HOUSTON (AP) — Authorities say two people in Texas and Louisiana have died from Hurricane Ike, while the U.S. Coast Guard is searching for a teenager who was swept out to sea by a large wave.

Authorities say a Pinehurst, Texas woman died in her bed early Saturday after a tree fell on her home, crushing her. Officials say she was the first reported death attributed to Ike.

Louisiana officials say a 16-year-old boy drowned Saturday after falling out of a fishing boat in Ike-flooded Bayou Dularge.

The Coast Guard has been searching for 19-year-old Michael Moxly off the shores of Corpus Christi, Texas. Petty Officer Josh Morales says Moxly was on a jetty when he was swept away Friday off North Padre Island as Ike approached a Texas landfall.

Hurricane Ike is now a tropical storm as it continues to cross over eastern Texas.

But in its wake, there is heavy rainfall, and fierce winds are still blowing. Tornadoes are threatening parts of Texas and Louisiana. Authorities in some places have not been able to venture outside to get a full look at the damage.

The storm has claimed its first fatality in a neighborhood north of Houston. Officials say a tree fell on a woman’s home and killed her as she slept.

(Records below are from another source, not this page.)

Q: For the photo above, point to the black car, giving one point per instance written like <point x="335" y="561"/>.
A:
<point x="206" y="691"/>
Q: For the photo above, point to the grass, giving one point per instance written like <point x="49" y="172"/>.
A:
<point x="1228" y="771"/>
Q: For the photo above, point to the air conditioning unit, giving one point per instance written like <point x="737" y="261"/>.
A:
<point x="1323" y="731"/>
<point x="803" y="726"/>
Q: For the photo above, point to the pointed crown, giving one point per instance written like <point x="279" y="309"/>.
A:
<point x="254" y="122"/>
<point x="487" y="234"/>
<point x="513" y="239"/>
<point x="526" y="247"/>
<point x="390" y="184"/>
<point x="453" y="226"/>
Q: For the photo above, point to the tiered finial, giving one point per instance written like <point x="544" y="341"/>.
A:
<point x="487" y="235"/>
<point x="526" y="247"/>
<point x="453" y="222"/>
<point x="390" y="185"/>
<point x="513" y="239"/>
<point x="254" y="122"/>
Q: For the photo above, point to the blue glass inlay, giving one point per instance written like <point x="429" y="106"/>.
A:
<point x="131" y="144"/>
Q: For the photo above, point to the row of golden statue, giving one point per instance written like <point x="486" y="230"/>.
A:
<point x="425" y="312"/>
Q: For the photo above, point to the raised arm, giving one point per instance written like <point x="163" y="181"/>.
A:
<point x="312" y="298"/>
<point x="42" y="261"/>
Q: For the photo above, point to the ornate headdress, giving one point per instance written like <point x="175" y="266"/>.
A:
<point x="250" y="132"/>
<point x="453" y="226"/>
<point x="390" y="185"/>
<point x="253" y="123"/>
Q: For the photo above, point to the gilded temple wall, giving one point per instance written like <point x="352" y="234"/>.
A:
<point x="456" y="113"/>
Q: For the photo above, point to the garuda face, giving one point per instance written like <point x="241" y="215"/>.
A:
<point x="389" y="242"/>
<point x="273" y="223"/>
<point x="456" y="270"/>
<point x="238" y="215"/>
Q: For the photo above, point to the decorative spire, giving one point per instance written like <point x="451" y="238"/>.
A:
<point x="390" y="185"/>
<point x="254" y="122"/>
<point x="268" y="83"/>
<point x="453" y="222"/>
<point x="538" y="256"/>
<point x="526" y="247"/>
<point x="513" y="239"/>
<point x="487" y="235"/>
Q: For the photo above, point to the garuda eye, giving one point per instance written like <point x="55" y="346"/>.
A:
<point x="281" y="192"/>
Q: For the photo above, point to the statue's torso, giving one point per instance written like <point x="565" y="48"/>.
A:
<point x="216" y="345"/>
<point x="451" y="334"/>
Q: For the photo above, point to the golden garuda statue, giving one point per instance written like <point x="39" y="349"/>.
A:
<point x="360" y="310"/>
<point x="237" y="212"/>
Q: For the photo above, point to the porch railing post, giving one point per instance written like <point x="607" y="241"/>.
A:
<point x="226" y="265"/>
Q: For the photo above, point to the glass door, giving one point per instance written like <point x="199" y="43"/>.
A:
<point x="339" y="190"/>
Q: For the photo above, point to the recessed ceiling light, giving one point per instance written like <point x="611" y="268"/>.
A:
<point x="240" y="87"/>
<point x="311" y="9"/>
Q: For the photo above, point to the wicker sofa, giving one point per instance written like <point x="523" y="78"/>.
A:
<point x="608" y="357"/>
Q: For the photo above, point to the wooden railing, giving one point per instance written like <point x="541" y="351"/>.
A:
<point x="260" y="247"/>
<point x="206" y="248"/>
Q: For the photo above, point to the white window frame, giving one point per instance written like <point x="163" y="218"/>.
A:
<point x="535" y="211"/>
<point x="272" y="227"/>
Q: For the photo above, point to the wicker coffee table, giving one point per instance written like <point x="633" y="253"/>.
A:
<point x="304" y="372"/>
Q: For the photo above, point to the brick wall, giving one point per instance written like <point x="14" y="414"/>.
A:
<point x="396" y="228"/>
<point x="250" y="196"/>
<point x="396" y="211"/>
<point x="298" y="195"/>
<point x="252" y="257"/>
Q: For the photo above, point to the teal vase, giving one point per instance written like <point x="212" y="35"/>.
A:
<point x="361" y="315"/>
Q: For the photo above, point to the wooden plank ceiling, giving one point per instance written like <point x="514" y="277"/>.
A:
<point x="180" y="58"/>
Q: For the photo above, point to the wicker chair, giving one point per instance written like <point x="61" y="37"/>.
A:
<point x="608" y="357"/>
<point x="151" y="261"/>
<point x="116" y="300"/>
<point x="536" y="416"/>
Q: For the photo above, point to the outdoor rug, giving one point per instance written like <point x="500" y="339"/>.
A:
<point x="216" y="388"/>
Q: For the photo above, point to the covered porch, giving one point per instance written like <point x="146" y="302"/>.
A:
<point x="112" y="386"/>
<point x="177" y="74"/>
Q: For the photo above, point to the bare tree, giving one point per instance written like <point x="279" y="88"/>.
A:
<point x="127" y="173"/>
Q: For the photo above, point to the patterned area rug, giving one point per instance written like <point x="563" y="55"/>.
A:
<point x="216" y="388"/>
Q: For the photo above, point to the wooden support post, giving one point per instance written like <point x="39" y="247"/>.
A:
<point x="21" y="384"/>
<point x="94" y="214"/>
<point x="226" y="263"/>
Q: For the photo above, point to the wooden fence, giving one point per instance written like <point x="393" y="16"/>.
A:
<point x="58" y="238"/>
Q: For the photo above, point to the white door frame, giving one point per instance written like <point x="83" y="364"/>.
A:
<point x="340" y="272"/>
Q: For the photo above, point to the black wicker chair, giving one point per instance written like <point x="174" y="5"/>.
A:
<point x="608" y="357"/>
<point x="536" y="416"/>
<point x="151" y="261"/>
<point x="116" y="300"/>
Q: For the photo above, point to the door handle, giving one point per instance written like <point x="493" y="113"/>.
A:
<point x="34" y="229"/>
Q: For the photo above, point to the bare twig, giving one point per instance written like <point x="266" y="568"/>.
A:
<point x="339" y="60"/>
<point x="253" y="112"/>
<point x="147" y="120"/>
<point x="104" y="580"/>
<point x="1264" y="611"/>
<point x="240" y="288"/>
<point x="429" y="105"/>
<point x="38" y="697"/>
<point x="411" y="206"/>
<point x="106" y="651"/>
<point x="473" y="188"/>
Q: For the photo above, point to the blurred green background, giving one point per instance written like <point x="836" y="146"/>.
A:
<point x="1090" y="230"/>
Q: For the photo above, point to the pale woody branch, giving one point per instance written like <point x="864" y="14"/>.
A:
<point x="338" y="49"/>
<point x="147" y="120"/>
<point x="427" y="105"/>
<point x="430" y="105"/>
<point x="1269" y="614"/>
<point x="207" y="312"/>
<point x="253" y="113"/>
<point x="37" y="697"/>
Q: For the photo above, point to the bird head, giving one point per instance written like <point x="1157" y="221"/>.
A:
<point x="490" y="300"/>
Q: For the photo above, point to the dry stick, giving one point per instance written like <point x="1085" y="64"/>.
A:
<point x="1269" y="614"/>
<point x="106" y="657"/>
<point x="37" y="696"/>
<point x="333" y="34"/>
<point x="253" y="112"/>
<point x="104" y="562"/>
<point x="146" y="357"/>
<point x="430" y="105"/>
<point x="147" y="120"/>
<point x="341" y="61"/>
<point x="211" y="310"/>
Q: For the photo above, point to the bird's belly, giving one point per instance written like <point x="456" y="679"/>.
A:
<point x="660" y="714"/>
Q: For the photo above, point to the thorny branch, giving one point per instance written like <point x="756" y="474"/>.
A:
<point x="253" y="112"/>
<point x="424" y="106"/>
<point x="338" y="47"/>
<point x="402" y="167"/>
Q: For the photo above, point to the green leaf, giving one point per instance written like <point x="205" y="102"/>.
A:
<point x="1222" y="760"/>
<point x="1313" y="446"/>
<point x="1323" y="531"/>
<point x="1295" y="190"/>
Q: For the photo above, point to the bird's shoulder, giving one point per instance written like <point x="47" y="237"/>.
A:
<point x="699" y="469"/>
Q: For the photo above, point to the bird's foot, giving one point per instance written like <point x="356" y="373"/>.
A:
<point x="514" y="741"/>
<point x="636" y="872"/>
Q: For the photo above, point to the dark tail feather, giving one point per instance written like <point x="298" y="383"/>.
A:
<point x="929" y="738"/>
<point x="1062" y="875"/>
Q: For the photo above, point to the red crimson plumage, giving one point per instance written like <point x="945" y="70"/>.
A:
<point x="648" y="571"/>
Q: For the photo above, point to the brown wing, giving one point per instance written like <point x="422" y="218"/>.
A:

Many roads are still impassable and officials have not been able to reach flooded areas where there may be more casualties. More than 100,000 people in coastal communities ignored mandatory evacuation orders.

In Houston, trees have been blown from their roots and glass from skyscrapers litters the street. Police are downtown, using bullhorns to order citizens off the streets. Chunks of glass have still been plunging from Chase Tower.

Ike made landfall in Galveston, Texas, with 110 mile-per-hour winds. Its top winds are now down to 60 miles-per-hour.

Meanwhile, President George W. Bush has declared a major disaster in Texas in the wake of Hurricane Ike.

He’s also trying to reassure storm victims, saying “the American people will be praying for them and will be ready to help once the storm moves on.”

Speaking at the White House this morning, Bush said rescue teams are at the ready. He also noted that “some people didn’t evacuate when asked.” Officials are concerned that tens of thousands of people in low-lying areas of Texas and Louisiana may have to be rescued. But, Bush says the emergency teams “are sensitive to helping people and are fully prepared to do so.”

Bush also says the Department of Energy and state authorities are keeping tabs on a gasoline crisis so consumers are not gouged at the pump. AAA says gas prices nationwide rose nearly 6 cents a gallon overnight.